Singgah di Siak Sri Indrapura bagaikan meneropong masa silam Semenanjung Malaka, kemudian tersedot ke dalamnya. Ada gurat-gurat sejarah yang ditatah di kota kecil ini, yang mengingatkan kita bahwa dulunya di tempat ini pernah ada sentra sebuah Kesultanan Melayu nan masif. Sebuah kesultanan yang hidup dari jalur perdagangan Semenanjung Malaka, Siak Sri Indrapura.
Butuh seperjalanan becak setarif dua puluh ribu perak untuk berlepas dari dermaga Siak menuju ke Istana Siak Sri Indrapura. Istana Kesultanan yang berdinding putih marbel ini sepintas terlihat mencolok dengan desain bangunan ala kros Melayu dan Persia, seakan-akan dicerabut dari buku legenda Mesopotamia kemudian dijatuhkan di pinggir Sungai Siak.
Kesultanan Siak Sri Indrapura pada awal riwayatnya merupakan sempalan Kerajaan Pagaruyung di Ranah Minang, yang kemudian tumbuh menjadi kekuatan besar Selat Malaka. Kesultanan Melayu ini selama beberapa abad menancapkan pengaruhnya di tanah Riau dengan komando dari papar Sungai Siak, jalur lalu lintas perdagangan yang sangat ramai dua tiga abad silam.

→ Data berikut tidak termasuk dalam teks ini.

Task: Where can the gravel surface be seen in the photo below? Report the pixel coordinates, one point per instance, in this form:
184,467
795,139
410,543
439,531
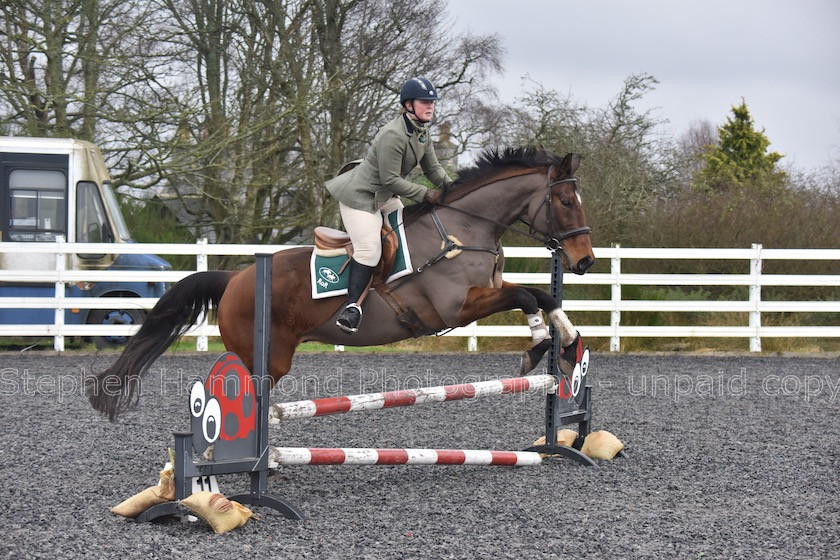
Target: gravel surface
728,457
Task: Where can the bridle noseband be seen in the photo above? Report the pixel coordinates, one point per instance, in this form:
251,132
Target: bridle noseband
554,242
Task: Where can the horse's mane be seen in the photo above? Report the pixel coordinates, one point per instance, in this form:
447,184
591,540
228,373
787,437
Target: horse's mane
494,161
491,163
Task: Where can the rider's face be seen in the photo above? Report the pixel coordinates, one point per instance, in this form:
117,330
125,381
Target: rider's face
424,109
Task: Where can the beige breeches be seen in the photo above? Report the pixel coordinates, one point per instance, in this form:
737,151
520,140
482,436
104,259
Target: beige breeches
365,230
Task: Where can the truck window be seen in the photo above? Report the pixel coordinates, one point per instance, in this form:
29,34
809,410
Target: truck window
91,219
38,204
116,211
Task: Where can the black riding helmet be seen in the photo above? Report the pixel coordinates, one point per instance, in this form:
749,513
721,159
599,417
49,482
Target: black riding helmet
417,88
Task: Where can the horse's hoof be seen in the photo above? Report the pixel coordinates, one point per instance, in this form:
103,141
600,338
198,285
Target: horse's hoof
531,358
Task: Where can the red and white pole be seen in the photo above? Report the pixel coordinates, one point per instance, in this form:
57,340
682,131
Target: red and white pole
410,397
285,456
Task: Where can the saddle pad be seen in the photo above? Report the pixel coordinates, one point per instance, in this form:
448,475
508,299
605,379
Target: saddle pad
324,268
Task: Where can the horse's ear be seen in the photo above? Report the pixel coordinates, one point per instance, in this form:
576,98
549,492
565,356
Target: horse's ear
569,165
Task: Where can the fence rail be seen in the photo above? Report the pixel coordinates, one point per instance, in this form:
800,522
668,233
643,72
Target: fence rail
754,306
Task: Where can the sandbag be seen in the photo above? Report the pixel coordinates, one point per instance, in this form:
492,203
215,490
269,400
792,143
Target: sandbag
220,513
601,445
564,437
151,496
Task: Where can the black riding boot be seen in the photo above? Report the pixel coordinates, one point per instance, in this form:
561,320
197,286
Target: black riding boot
351,317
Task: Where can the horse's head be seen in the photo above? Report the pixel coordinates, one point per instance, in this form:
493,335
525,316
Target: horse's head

Siak Sri Indrapura adalah nama yang diadopsi dari Bahasa Sansekerta, makna harafiahnya adalah Siak Kota Raja yang Bercahaya. Kesultanan ini mencapai masa keemasannya pada abad ke-19 ketika wilayah kekuasaan Raja Melayu ini mencapai wilayah Serdang di Sumatera Utara, Bintan di Kepulauan Riau, hingga Johor di Malaysia. Bahkan pengaruh kekuasaan Siak Sri Indrapura pada masa itu mencapai Jambi, Palembang, dan Terengganu.
“Kerajaan Siak selalu menjaga hubungan dengan Belanda dan Inggris,” terang bapak pemandu yang saya temui siang itu di teras istana, “Mereka menghindari sengketa yang tidak perlu. Itulah mengapa Kerajaan Siak tumbuh pesat dan punya kemampuan diplomasi hingga ke Eropa.”
Saya melepas alas kaki di depan pintu istana. Butuh beberapa saat bagi saya untuk membiasakan telapak kaki ini bersentuhan dengan tegel-tegel marbel yang dingin. Ruang-ruang Istana Siak Sri Indrapura memang terlihat menerima banyak pengaruh dari Eropa. Bak miniatur Museum Louvre di Paris, di setiap sudut istana ini dihiasi oleh patung-patung perunggu era Revolusi Industri.
“Kesultanan Siak Sri Indrapura sangat kaya. Belanda mencatat Sultan Siak mempunyai hampir dua ratus kapal dagang yang berlayak bolak-balik di Selat Malaka,” pungkas si bapak pemandu seraya tersenyum, “Ketika Indonesia merdeka, Sultan Siak juga menyumbangkan tiga belas juta gulden. Konon itu sumbangan terbesar dari sultan manapun di nusantara. Ayo masuk, kamu akan melihat lebih banyak lagi di dalam.”